Current software development suffers from two related problems.
- First, contracts and rules tend to be stated informally in documentation.
- Second, there is no formal, comprehensive verification that software components satisfy the appropriate rules.
Over the last decade, the research community has made significant advances in software-verification technology. Software-verification tools can check whether a software component follows a given contract and can help identify potential incompatibility issues early on, when developers write code, rather than have these problems manifest themselves at a later stage, when users use the product.
"However, there is a catch to using software-verification tools," Ramalingam says. "The rules must be stated in a formal language that the tools understand. It is not enough to have documentation in English, as is the common practice today."

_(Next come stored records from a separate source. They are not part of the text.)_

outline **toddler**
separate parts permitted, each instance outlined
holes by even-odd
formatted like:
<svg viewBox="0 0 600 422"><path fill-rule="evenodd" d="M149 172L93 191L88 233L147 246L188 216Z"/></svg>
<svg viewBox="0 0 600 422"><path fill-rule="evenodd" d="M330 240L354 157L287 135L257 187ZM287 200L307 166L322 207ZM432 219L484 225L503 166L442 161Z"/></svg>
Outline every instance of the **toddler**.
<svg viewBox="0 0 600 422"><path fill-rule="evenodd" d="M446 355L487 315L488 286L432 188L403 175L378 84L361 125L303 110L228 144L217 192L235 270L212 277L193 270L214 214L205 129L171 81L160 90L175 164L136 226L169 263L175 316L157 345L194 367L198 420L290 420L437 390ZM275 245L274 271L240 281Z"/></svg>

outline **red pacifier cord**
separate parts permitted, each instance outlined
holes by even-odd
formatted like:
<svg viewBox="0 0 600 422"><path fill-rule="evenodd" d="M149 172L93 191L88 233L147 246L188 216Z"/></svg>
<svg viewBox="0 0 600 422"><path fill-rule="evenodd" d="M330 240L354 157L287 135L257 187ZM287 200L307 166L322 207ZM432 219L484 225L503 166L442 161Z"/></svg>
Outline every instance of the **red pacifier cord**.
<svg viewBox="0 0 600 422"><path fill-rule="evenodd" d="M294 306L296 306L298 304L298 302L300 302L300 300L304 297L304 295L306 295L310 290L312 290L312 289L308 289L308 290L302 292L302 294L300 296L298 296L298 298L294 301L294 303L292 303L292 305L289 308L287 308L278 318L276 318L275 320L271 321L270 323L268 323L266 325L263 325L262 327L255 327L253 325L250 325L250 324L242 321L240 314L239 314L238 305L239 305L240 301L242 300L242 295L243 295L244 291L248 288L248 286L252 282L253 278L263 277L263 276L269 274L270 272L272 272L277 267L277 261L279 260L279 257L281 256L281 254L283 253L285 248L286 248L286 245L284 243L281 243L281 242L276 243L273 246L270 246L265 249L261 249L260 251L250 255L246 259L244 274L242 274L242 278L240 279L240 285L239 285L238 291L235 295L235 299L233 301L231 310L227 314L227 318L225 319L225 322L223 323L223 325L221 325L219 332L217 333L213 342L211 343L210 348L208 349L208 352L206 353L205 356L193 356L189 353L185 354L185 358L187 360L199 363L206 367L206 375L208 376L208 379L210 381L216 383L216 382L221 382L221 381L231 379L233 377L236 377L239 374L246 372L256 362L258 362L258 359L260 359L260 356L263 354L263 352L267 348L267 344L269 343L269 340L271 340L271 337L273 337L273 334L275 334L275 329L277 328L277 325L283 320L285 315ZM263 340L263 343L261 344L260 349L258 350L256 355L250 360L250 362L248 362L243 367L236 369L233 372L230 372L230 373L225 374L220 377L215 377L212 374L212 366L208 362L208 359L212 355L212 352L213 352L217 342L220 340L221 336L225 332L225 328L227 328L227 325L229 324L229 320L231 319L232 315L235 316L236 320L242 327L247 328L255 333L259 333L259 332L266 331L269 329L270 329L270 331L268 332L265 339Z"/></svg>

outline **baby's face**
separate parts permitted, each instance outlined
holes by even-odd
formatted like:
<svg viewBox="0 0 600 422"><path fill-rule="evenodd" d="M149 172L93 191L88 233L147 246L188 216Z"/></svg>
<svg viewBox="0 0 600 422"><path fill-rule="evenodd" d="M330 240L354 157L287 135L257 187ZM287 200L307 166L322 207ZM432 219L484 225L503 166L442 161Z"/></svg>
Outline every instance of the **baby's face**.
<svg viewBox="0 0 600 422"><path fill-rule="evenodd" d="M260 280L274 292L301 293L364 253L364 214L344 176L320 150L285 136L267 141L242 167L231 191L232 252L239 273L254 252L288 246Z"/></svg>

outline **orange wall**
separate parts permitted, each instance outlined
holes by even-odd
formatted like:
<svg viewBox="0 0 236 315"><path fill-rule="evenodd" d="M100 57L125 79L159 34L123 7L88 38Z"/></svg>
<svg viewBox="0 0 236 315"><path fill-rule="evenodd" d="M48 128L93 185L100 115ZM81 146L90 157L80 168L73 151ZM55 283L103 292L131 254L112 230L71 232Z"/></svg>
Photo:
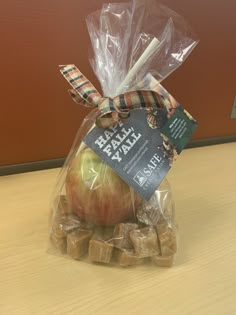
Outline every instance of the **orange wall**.
<svg viewBox="0 0 236 315"><path fill-rule="evenodd" d="M85 17L103 2L1 4L0 165L68 153L88 110L71 101L58 65L75 63L99 87L88 62ZM236 134L236 120L230 119L236 95L236 1L162 2L184 15L200 38L189 59L163 85L198 119L194 139Z"/></svg>

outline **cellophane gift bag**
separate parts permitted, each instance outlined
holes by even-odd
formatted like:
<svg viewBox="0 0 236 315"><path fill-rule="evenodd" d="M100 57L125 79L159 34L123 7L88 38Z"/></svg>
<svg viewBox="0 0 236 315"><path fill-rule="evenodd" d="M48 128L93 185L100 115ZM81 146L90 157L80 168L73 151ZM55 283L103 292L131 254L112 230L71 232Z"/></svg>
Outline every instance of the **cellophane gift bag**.
<svg viewBox="0 0 236 315"><path fill-rule="evenodd" d="M196 121L161 86L197 44L156 0L104 4L87 18L102 95L61 66L72 99L91 107L53 193L50 249L73 259L171 266L177 252L166 174Z"/></svg>

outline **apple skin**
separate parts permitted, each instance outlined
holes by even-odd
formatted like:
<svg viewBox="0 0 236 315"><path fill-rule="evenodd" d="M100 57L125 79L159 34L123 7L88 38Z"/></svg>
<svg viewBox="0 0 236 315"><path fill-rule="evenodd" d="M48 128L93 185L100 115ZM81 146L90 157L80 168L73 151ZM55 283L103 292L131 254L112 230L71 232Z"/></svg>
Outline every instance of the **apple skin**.
<svg viewBox="0 0 236 315"><path fill-rule="evenodd" d="M97 225L134 219L141 202L139 195L90 148L72 161L65 187L72 210L81 220Z"/></svg>

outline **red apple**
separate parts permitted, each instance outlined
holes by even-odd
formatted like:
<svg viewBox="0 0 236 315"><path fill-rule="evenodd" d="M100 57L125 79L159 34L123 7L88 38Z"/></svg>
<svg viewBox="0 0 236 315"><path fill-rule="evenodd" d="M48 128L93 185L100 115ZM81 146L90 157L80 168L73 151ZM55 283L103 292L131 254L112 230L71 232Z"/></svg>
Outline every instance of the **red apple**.
<svg viewBox="0 0 236 315"><path fill-rule="evenodd" d="M66 193L73 211L82 219L112 225L134 218L141 198L91 149L83 149L72 161Z"/></svg>

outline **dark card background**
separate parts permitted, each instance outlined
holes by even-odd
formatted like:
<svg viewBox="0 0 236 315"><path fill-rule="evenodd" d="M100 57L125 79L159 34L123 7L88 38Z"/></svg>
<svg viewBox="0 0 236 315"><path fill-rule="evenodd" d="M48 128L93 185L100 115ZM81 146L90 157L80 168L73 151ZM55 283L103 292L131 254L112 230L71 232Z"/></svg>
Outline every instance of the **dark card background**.
<svg viewBox="0 0 236 315"><path fill-rule="evenodd" d="M141 134L139 140L130 149L126 155L122 155L122 161L114 161L106 153L103 152L104 147L110 144L112 139L116 138L117 134L121 134L121 129L125 127L133 128L135 134ZM131 112L131 116L124 126L118 126L116 133L106 145L100 149L95 141L104 135L105 129L94 128L85 138L84 142L96 152L109 166L111 166L117 174L128 183L133 189L139 193L146 200L150 199L156 188L161 183L162 179L170 169L169 160L164 157L162 146L162 137L159 129L151 129L146 120L146 112L144 110L135 110ZM130 139L130 135L127 139ZM124 140L125 143L126 140ZM120 149L122 144L117 148ZM116 150L116 151L117 151ZM159 163L153 157L158 156ZM153 159L153 162L150 162ZM145 170L149 172L151 166L151 175L146 174ZM158 164L158 165L156 165ZM153 169L155 167L155 169Z"/></svg>

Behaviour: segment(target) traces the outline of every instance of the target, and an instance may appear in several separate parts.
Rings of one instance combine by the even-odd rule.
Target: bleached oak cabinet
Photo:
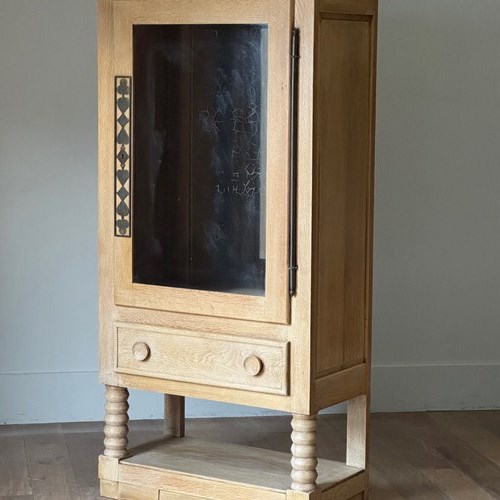
[[[376,0],[98,5],[102,495],[366,499]],[[291,454],[184,437],[186,396],[290,412]]]

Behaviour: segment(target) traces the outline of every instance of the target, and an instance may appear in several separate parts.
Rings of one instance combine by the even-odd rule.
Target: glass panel
[[[134,26],[134,282],[264,295],[267,26]]]

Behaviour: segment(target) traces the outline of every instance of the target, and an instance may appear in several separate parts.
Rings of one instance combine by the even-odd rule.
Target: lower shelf
[[[288,491],[290,471],[289,453],[168,438],[137,447],[120,461],[101,456],[99,477],[103,496],[120,499],[308,498],[308,494]],[[357,498],[366,487],[366,474],[362,469],[320,459],[317,483],[323,494],[316,492],[314,498]],[[337,494],[344,483],[346,487],[341,489],[351,496]],[[347,488],[347,483],[352,487]]]

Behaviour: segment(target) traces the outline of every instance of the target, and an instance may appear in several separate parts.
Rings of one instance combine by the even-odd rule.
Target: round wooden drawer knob
[[[145,342],[136,342],[132,347],[132,352],[134,353],[134,358],[137,361],[146,361],[151,354],[151,349]]]
[[[262,371],[264,363],[257,356],[248,356],[243,362],[243,366],[248,375],[255,377]]]

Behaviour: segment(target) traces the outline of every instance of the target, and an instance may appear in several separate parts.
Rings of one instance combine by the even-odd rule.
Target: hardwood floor
[[[131,446],[160,436],[162,425],[131,422]],[[371,426],[371,500],[500,499],[500,412],[375,414]],[[261,448],[291,444],[290,417],[196,419],[186,429]],[[318,433],[319,456],[342,460],[345,417],[321,416]],[[0,498],[101,498],[102,439],[100,422],[0,426]]]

The team is building a tool to infer rules that govern the interaction of applications with the Windows operating system.
"The goal of Tark," Ramalingam says, "is to find these rules using data-mining techniques."
Tark mines rules that govern an application-programming interface (API). The technology is intended for use with APIs, such as the Windows API, for which many correct or mostly correct clients already exist. It first creates traces of events that occur when client applications access a particular type of resource and creates a database of such traces. It then looks for correlations and patterns among the events and extracts those with high statistical support and confidence as rules.
Tark is not error-free -- hence the name "Tark," which means "conjecture" or "guess" in Sanskrit -- because not all programs may interact in the correct manner.
"What we are doing may boil down to speculation, because it is statistical," Ranganath says. "We are trying to come up with what are likely rules, but there is no guarantee they will be true because they are based on observations. We expect human experts to look at the candidate rules inferred by our tool to validate or correct them.
"But we can assume that, by and large, most programs use any particular resource in a correct manner. There may be variations in how the programs work, but overall, certain patterns will emerge whenever the contract constrains the programs' behavior."
It is possible to mine rules in a static manner, by looking at the structure of the program and using it to approximate the behavior of the program, or in a dynamic manner, by registering events at run time.
Once the rules are expressed formally, they can be incorporated into diagnostic tools such as the Static Driver Verifier, which checks whether a program can violate any of the specified rules.
"Automatic verification tools," Ranganath says, "can identify scenarios where the program may fail to follow a rule."
Earlier, these rules had not been laid down formally, making it difficult to use such verification tools. But now, with the work of Ramalingam, Ranganath, and Vaswani, life for the programmer could become easier, and there might be fewer crashes and incompatibility issues for computer users.